Esporte Atualizado em 08/05/2017, 19:21
COLUNA DO PVC
O time mais caro do país disputou 18 partidas neste ano e não venceu seis. De cada três, não ganha uma
O time mais caro não é, necessariamente, o melhor. Se você duvida, o jogo Ponte Preta 3 x 0 Palmeiras confirma isso. É simplista dizer que a Ponte entrou ligada e o Palmeiras desligado. Só serve como explicação parcial se juntar à estratégia definida pela equipe de Campinas.
Gilson Kleina não tinha o lateral-direito titular, Nino Paraíba, machucado. Escalou Jéferson e escalou o meia Jádson por dentro, para abrir o corredor que Dudu deixaria livre, sem marcar de maneira suficiente.
Não marcou mesmo.
Aos 37 segundos, a bola roubada virou contra-ataque até o chute de Jádson. No segundo rebote de Fernando Prass, sobrou espaço para Jéferson finalizar. William Pottker fez 1 x 0.
O lado direito seguiu sendo a melhor opção. A Ponte Preta tinha duas linhas de quatro homens, com Pottker voltando para fazer o pivô e Lucca infiltrando-se em diagonal. Pottker é finalizador, mas não é só isso.
Veio ainda o terceiro gol, de Jéferson, usando o mesmo espaço sem marcação, depois do escorregão de Zé Roberto.
Na Ponte, atenção a Clayson, o segundo atacante, número 7. E Fernando Bob.
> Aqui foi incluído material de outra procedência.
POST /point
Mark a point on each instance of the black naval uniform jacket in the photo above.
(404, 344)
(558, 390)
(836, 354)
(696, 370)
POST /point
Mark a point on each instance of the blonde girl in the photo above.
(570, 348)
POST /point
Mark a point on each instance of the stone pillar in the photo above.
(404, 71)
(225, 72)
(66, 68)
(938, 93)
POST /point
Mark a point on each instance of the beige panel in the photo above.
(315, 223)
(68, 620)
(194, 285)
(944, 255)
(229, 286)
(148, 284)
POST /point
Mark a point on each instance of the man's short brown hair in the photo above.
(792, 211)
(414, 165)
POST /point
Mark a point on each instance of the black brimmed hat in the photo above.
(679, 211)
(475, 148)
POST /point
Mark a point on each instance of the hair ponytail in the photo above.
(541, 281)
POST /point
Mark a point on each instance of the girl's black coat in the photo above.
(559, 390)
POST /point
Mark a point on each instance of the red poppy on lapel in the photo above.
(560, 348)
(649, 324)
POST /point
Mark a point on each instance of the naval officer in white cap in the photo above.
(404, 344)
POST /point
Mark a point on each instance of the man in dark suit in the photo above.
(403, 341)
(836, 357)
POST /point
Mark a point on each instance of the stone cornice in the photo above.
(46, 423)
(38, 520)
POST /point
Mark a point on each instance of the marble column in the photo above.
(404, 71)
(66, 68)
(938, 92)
Volante revelado pelo Fluminense e com passagem recente pelo Internacional, Bob foi ontem o melhor em campo. Maior número de desarmes e de passes certos. Acertou 59 e só errou um.
A expressão "Chocolate", para definir uma vitória fácil, surgiu num domingo de Páscoa de 1981, quando o Vasco goleou o Internacional por 4 x 0, menos de dois anos depois de perder o título brasileiro para o clube gaúcho. O comentarista Washington Rodrigues colocou no ar a canção cubana "El Bodeguero" e seu refrão: "Toma chocolate, paga lo que debe."
No caso do Palmeiras, há dívida a pagar. Ontem, foi o quinto jogo consecutivo sem vencer a Ponte. O rival da semifinal é também o único capaz de vencer duas vezes no Allianz Parque também empatou uma.
Neste cenário, será difícil para o Palmeiras virar o segundo jogo no Allianz Parque. O maior investimento, o elenco mais caro e mais forte do Brasil... tudo isso continua sendo verdade.
Mas a semana que se encerrou com o Palmeiras vencendo o Peñarol por 3 x 2, com gol aos 55 minutos do segundo tempo, e com derrota em Campinas, o indício é que há muito trabalho para transformá-lo no melhor time.
Menospreza-se a dificuldade para vencer o estadual de São Paulo, que só teve os quatro grandes nas quatro primeiras posições três vezes neste século, e que teve pequenos em cinco das últimas sete finais.
O time mais caro do país disputou 18 partidas neste ano e não venceu seis. De cada três partidas, o Palmeiras não ganha uma.
É um índice alto demais para tanto investimento. "Era para ter sido mais. Não se pode não dar um pênalti destes", reclamou William Pottker, com razão, sobre a jogada em que Fernando Prass derrubou-o na área.
"O maior exemplo é o Barcelona, que virou contra o Paris Saint-Germain depois de perder por 4 x 0", declarou Pottker, sobre a classificação ainda não assegurada. O segundo jogo será sábado, no Allianz Parque e a tendência é a classificação ponte-pretana.
No futebol brasileiro, o dinheiro não é tudo.
O Barcelona jogou muito mal contra a Real Sociedad, no sábado. O Real Madrid quase perdeu para o Sporting Gijón, mas venceu com reservas. Na semana da Champions e do clássico, o Barcelona vive seu pior momento das últimas nove temporadas, desde a queda de Rijkaard.
José Mourinho ajudou o Manchester United a vencer o Chelsea por 2 x 0 e equilibrou o Campeonato Inglês. O Tottenham persegue o líder quatro pontos atrás. Mas fará quatro jogos fora de casa e clássicos em casa contra o Manchester United e Arsenal. Chelsea será o vencedor.